In early 2015, Microsoft announced its successful acquisition of Revolution Analytics, which made R available as an enterprise ready statistical and data science solution. Initially, Microsoft stated that they would be using this acquisition to seamlessly integrate the power of the R language into Microsoft SQL server and the Azure product line. Throughout the R community, there were worries about the fate of Revolution Analytics’ Revolution R Open.
Luckily, in January 2016, fears were assuaged when Microsoft announced that in addition to their enterprise R offerings that they would also be continuing to offer Microsoft R Open, the enhanced R distribution formerly known as Revolution R Open.

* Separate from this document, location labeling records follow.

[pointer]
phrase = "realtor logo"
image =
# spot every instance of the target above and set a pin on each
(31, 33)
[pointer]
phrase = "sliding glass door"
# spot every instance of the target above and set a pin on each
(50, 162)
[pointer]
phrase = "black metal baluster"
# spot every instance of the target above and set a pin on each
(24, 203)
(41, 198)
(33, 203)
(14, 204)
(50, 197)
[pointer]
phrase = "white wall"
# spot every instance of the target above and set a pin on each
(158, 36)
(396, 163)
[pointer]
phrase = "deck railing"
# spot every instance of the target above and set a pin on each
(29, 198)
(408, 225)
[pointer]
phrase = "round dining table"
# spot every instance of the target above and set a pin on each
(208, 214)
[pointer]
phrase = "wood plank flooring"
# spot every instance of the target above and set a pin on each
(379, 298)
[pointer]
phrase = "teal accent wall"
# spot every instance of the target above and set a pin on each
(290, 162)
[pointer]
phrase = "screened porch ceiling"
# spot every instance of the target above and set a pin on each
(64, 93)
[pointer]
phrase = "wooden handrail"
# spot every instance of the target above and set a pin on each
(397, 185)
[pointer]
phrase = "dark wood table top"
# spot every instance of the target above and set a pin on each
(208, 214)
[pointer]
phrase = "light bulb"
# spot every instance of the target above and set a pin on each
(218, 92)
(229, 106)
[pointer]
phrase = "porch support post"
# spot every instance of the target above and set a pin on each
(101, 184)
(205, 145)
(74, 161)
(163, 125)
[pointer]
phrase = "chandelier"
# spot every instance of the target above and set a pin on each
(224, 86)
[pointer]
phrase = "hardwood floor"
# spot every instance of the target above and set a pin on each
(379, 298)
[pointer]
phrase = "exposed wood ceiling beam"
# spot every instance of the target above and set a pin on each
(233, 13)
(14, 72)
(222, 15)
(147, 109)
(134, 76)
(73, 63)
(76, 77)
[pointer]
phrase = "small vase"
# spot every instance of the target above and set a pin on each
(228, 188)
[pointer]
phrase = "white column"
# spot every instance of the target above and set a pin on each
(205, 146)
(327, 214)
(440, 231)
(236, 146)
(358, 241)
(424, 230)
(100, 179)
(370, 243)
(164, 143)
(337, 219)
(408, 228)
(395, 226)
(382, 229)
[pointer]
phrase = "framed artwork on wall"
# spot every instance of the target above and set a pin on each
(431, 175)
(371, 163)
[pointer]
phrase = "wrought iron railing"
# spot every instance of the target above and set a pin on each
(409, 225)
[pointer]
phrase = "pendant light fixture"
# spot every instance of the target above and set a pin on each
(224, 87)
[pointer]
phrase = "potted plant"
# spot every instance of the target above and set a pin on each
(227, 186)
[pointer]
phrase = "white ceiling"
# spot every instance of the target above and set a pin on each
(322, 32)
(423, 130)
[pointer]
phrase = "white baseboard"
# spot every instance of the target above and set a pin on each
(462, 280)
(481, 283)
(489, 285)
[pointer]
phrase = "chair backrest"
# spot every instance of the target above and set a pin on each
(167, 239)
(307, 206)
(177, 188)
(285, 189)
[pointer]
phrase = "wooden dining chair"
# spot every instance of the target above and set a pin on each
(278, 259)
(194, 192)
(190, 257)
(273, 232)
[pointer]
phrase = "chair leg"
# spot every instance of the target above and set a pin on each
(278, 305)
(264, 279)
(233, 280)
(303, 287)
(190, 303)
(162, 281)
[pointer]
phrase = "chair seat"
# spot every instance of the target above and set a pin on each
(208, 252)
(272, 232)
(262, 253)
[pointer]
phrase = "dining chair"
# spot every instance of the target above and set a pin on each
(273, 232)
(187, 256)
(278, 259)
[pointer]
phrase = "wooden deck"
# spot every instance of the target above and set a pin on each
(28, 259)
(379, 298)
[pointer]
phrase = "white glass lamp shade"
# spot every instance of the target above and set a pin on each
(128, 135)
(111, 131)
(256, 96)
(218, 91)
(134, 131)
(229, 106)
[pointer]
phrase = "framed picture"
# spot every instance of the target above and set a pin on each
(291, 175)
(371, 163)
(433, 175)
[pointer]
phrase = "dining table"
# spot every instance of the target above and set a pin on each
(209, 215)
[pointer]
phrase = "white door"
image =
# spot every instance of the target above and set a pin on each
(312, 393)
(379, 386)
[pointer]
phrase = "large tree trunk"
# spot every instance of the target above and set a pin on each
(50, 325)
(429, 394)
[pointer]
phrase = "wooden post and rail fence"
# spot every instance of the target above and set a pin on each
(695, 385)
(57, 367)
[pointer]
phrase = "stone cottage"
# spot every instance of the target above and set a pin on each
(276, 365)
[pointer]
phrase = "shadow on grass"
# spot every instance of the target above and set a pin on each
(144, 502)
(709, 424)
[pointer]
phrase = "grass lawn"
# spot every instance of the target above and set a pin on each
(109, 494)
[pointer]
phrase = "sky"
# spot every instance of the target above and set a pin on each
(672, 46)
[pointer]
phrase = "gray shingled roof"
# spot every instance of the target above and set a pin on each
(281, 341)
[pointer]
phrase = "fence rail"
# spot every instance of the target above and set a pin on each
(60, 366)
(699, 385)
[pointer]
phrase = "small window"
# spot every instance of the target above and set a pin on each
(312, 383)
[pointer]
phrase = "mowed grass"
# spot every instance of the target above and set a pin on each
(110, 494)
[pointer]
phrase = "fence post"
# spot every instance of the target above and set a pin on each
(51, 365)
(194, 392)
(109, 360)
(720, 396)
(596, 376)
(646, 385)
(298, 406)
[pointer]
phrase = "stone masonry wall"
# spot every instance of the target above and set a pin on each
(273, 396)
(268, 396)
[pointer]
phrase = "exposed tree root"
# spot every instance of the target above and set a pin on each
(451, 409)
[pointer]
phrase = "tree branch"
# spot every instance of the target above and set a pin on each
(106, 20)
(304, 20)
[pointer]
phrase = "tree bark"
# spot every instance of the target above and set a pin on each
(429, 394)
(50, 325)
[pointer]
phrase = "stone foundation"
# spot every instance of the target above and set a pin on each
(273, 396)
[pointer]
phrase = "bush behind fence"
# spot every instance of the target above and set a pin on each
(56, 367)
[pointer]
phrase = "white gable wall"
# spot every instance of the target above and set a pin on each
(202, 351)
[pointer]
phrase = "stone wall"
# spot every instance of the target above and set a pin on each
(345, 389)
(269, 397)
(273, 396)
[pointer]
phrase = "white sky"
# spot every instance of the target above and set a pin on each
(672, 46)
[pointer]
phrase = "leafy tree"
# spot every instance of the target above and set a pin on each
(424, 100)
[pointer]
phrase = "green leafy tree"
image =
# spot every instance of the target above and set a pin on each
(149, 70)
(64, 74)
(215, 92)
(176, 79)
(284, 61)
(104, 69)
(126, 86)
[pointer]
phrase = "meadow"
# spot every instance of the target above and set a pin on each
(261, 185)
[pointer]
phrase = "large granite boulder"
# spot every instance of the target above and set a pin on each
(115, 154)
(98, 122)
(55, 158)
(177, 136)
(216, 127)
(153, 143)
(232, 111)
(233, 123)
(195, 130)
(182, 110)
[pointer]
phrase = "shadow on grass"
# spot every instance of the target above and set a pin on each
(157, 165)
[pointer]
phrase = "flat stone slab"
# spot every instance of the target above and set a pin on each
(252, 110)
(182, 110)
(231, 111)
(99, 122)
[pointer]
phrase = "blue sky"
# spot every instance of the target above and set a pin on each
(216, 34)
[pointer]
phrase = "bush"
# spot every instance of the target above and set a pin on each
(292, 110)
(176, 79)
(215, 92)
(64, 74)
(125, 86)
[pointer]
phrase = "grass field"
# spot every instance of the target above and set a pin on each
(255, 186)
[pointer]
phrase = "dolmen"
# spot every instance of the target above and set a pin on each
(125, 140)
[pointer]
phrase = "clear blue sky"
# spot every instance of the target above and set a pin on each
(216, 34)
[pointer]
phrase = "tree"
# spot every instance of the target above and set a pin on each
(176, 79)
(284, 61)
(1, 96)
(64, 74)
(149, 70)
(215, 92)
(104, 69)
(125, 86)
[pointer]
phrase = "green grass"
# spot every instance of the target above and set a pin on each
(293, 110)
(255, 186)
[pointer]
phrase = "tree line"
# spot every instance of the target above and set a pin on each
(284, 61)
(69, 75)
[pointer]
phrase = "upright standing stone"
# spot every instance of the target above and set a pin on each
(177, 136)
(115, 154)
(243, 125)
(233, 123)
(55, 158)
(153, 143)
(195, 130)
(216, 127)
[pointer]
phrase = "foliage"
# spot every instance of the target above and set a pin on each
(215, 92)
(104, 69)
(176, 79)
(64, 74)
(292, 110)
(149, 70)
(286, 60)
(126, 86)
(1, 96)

For both new and experienced R users, Microsoft R Open offers additional functionalities to the R language. What are these enhancements and in what situations are they useful?
First, Microsoft R Open contains a set of libraries to enable certain analyses to run in a multithreaded way. They state that just by enabling these packages, your machine will automatically utilize all available cores and see improvement for many common R operations, as well as any functions that use matrix operations. Depending on the operation and number of cores, you could see speed-ups of anywhere from 5x to 45x.

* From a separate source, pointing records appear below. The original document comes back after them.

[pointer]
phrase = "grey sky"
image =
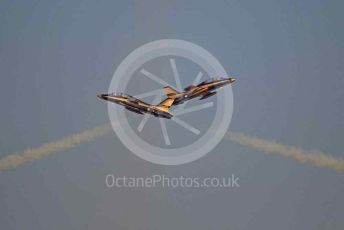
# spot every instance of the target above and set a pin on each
(55, 56)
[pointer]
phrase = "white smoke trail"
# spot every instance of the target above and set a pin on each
(315, 158)
(16, 159)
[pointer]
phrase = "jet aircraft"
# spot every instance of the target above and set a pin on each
(137, 106)
(204, 90)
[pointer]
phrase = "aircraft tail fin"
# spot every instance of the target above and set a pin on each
(167, 103)
(170, 92)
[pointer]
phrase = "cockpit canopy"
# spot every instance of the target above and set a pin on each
(121, 95)
(212, 80)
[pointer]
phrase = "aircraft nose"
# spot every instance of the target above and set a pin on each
(232, 79)
(101, 96)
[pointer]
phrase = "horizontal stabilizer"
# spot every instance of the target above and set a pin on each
(167, 103)
(207, 95)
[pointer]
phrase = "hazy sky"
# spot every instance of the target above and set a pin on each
(55, 56)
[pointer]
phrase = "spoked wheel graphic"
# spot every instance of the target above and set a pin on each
(196, 128)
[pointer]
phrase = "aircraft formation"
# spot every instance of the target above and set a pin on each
(203, 90)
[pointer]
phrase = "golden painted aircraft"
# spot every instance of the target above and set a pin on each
(204, 90)
(137, 106)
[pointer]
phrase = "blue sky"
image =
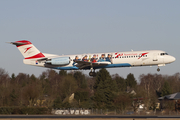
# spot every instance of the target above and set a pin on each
(90, 26)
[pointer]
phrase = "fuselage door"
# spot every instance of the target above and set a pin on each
(155, 57)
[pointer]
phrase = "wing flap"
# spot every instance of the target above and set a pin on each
(84, 64)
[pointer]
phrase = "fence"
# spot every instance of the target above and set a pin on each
(81, 111)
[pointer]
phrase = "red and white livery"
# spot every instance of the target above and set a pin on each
(32, 56)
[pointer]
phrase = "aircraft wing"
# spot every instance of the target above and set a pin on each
(84, 64)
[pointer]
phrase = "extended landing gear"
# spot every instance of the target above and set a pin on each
(92, 73)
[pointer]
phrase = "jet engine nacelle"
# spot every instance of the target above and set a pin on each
(59, 61)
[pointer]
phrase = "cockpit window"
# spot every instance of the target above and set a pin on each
(164, 54)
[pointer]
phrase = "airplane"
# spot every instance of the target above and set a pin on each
(32, 56)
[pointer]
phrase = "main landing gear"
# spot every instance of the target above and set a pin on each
(92, 73)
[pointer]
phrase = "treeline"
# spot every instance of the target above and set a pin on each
(76, 90)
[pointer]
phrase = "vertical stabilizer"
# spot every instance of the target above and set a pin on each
(28, 50)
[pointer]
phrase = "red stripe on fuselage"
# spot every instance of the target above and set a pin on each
(40, 55)
(25, 42)
(142, 55)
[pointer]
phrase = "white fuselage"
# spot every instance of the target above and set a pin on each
(117, 59)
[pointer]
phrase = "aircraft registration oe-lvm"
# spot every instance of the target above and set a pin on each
(32, 56)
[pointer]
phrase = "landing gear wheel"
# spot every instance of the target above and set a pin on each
(92, 74)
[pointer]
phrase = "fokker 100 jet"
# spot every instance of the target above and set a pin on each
(32, 56)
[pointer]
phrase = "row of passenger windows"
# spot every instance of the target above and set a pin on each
(163, 54)
(130, 56)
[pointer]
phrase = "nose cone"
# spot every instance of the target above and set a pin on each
(173, 59)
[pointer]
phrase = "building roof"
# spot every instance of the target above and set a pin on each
(174, 96)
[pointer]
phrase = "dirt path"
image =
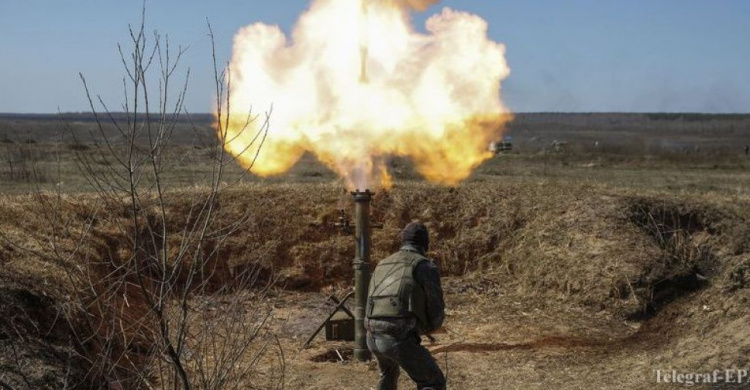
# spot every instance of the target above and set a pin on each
(491, 340)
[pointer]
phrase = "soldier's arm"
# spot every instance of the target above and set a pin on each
(428, 276)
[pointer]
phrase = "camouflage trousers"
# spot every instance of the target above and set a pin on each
(405, 351)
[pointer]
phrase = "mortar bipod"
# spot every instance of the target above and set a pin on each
(339, 307)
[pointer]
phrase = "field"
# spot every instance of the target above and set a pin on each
(603, 248)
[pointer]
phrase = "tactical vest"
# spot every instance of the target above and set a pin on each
(393, 291)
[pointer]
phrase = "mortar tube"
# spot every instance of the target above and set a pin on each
(361, 271)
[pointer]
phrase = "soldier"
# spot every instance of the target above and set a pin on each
(405, 301)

When R was initially conceived, it was built with single processing in mind, but as the amount of data has grown, computational power has reached it’s limits. With Microsoft R Open, you can run various matrix computations and utilize your machine’s multiple cores to see performance enhancements. These enhancements can be used directly but are also used for common analyses like regression. In the past, if you wanted to run an analysis multithreaded, you had to write custom code. Now, you can write the same code and see the performance benefits.

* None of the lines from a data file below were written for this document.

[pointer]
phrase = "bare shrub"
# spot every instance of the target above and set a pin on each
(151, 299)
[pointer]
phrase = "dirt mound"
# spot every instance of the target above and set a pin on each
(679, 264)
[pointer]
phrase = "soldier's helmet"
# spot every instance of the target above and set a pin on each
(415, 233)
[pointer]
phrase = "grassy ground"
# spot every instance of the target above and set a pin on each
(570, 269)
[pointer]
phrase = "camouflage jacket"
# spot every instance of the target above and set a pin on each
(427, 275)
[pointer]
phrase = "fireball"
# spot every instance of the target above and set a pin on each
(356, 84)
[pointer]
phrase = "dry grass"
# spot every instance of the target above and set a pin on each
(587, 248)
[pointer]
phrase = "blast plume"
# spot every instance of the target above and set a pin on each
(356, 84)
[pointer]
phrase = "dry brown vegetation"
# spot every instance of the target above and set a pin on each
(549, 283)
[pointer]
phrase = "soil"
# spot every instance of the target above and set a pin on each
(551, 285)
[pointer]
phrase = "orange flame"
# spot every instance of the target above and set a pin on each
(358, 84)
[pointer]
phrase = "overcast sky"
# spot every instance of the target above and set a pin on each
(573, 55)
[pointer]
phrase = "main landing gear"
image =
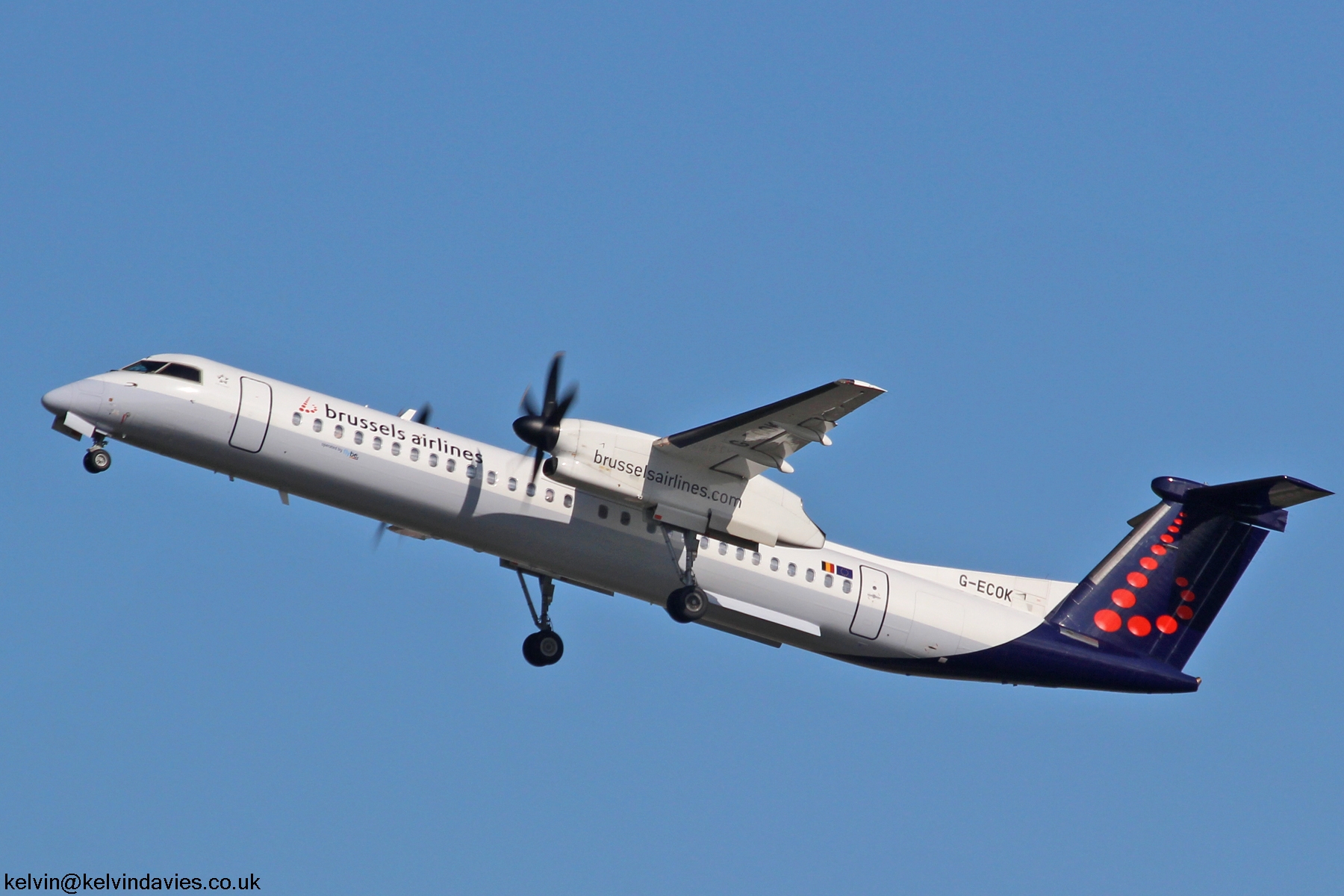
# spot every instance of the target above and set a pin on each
(97, 458)
(542, 648)
(688, 602)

One frustration with R is a lack of built-in version control capabilities. Since R is an open source project with packages changing rapidly, you can be left with code that worked last week but not today. For R users in a research or enterprise setting, reproducibility of analyses is key. You might want to pass a script off to a colleague or move the script to run on a server, but the script’s behavior might change from your initial runs due to changes in the libraries you used.
Microsoft helps to remedy this issue in two ways:
- Fixed CRAN Snapshot – With every release of Microsoft R Open, they take a snapshot of CRAN at a specific date. For example, the current release of Microsoft R Open is 3.2.3 and it’s CRAN snapshot was taken on January 1st, 2016. This means that every user of Microsoft R Open using 3.2.3 has access to the same packages.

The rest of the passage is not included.